Figure 1: Simple link on L1 block chain
Using the simple example of a Bond on Ethereum paying on schedule in DAI (see Figure 1 above), we outline some of the challenges (in Figure 2 below):
- Because Alice, the payer of the scheduled bond payments, generally does not know that Bob, the payee, has moved an obligation from Ethereum (L1) to L2, Alice would send payments to L1 Bond’s smart contract with Bob’s Ethereum address. Since Bob is no longer the owner of the bond, but rather the bridge contract is, the payment would fail.
- If the bond contract was still aware that Bob was the payee, then it could still accept a bond payment, but the payment would be owned by the bridge contract.
- Therefore, when the bond is locked in the bridge, the expected DAI bond payments must be instantiated on the L2 side in the Bond contract, now where Bob’s L2 address is the owner of both the Bond token and the wrapped DAI.
- This means that when payment is received in the Ethereum bond contract, the bridge network must be notified of the payment by event and cash the payment amount as wrapped DAI on the DAI bridge contract on the L2 side, for Bob. This is problematic because there is no corresponding DAI in the bridge on the side of Ethereum. After all, it is associated with Ethereum’s (L1) league contract. This means that Bob’s WDAI on L2 would be worthless. Therefore, the payment amount in DAI can only be cashed as Ethereum IOU in the L2 Bond contract, as the DAI cannot be taken out of the L2 bridge contract. So, the DAI payments that the bondholder receives are useless on the L2 side. That, of course, is not desirable.

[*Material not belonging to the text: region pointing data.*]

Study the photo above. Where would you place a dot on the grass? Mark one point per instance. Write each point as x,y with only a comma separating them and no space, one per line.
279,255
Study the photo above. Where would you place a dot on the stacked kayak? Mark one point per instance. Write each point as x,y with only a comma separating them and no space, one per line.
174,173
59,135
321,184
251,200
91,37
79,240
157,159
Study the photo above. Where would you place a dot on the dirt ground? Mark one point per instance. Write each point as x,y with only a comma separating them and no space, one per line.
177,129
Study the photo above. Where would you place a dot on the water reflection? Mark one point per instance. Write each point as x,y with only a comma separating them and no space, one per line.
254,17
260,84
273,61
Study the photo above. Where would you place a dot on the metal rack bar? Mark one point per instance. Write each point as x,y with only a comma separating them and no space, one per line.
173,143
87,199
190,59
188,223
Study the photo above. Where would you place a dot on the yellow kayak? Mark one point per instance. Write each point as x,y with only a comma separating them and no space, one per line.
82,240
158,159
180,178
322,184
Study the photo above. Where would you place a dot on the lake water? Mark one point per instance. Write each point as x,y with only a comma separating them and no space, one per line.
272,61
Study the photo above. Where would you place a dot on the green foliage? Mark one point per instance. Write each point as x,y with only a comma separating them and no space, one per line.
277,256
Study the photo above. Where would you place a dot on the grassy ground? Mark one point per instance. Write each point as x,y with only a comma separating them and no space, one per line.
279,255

- If the bond is exchanged to Claire on L2, Claire is now entitled to receive bond payments and Bob is no more. This means that after Claire has purchased the Bond, the bridge network must notify the new owner’s L1 bond contract for the payment Claire received on the Ethereum side. This also means that Alice needs to know that she needs to send her bond payments indexed to Claire and not Bob. And after Claire gets paid, the bridge network has to create the same Ethereum DAI IOU on the L2 side. And so on for every change of ownership.
These open-ended questions are for the simple case of connection. Competence for example, where the payments are largely independent of token ownership and typically more than one party receives a portion of the payment, is even more complex because not all payments need to be bridged. However, the (net present) value of the digital asset depends on overall payment flows.

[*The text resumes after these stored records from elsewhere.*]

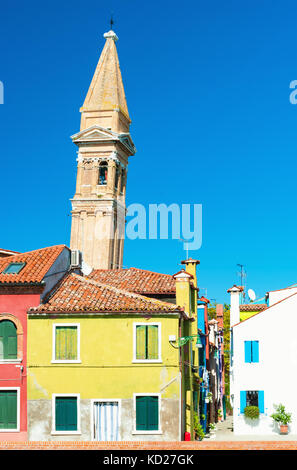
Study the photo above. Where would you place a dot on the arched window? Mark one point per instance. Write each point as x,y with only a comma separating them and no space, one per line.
8,340
103,171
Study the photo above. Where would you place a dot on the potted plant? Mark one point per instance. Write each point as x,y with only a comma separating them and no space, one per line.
252,412
220,414
212,429
208,398
281,417
198,430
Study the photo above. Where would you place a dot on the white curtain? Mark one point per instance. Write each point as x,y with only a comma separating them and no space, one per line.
106,421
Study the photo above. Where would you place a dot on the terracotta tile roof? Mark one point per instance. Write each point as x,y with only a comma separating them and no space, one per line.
252,307
37,263
76,293
136,280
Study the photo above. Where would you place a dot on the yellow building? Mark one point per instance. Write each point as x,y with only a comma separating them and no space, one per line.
105,363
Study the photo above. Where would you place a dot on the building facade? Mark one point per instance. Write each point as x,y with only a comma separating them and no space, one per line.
264,352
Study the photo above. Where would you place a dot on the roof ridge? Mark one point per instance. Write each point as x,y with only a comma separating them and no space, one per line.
264,310
32,251
124,292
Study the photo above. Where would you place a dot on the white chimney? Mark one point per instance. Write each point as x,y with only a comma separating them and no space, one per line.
234,304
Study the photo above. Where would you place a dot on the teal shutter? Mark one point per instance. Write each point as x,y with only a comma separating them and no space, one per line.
255,351
242,401
8,409
247,351
8,340
147,413
66,414
153,413
261,401
141,414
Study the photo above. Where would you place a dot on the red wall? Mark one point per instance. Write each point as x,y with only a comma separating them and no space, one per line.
11,375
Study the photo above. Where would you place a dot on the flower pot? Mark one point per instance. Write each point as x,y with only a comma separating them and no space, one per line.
283,429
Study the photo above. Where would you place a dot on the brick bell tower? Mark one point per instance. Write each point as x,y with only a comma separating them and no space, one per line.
104,145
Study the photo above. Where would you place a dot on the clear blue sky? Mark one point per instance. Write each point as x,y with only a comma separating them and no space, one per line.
207,85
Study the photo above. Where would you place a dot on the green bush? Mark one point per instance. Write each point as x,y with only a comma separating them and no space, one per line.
198,428
280,415
252,412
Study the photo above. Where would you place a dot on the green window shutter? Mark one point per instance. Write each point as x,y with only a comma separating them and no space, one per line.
141,342
152,342
147,413
153,413
66,414
8,409
66,343
141,413
8,340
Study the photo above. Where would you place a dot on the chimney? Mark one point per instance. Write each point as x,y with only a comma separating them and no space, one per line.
234,304
220,315
183,290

Generally speaking, it is unclear how to carry complex digital assets between networks when the value of the asset depends on payments on the origin network but the asset is traded on the target network.
A promising first attempt was made to address this complex challenge with the GPACT protocol and Crosschain Protocol Stack, which is currently being developed within the EEA Crosschain Interoperability Working Group.

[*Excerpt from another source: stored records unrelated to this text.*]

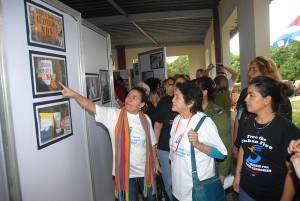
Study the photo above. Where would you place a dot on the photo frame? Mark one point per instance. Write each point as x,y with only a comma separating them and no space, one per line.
45,27
157,60
146,75
47,70
53,121
136,69
92,83
105,86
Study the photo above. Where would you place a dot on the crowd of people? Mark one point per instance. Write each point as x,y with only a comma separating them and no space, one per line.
153,131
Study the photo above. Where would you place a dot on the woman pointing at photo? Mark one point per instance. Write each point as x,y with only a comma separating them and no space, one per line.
133,143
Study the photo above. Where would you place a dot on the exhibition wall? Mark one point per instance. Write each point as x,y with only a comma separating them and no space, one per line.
61,153
151,64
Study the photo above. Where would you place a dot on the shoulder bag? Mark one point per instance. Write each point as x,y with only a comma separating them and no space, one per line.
210,189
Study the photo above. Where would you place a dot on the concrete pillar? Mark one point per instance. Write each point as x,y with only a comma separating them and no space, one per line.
121,57
254,32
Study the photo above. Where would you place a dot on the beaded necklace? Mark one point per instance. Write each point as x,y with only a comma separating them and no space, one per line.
259,129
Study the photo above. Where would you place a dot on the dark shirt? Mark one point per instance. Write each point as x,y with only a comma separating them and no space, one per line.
265,153
285,109
163,114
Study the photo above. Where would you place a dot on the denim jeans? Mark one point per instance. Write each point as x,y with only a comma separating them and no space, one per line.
244,196
166,171
136,187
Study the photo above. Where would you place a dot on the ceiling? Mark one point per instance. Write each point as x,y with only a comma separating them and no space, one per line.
144,23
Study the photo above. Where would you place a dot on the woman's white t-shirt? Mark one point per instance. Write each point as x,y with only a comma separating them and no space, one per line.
109,116
181,167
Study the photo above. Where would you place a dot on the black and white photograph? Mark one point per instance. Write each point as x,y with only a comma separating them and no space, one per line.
92,86
157,60
105,86
47,70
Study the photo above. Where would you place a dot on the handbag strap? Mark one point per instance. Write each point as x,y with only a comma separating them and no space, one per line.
194,169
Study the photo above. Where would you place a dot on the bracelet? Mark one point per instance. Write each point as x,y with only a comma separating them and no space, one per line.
202,148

The newly formed EEA Community Projects Working Group L2with the participation of the EEA, Matter Labs, Polygon, Offchain Labs, Accenture, VMWare, ConsenSys, Perun, Connext, Provide and the Ethereum Foundation, also took on the challenge and published Eth Magicians and Eth Research post on the topic, calling on the Ethereum community to request comments and address this challenge, and is working with the EEA Crosschain Interoperability Working Group to see if the GPACT protocol can be successfully utilized in PoC to transfer complex digital assets between L2 networks.
We invite all interested parties to join us and address this important challenge for the entire public, enterprise and Blockchain ecosystem together!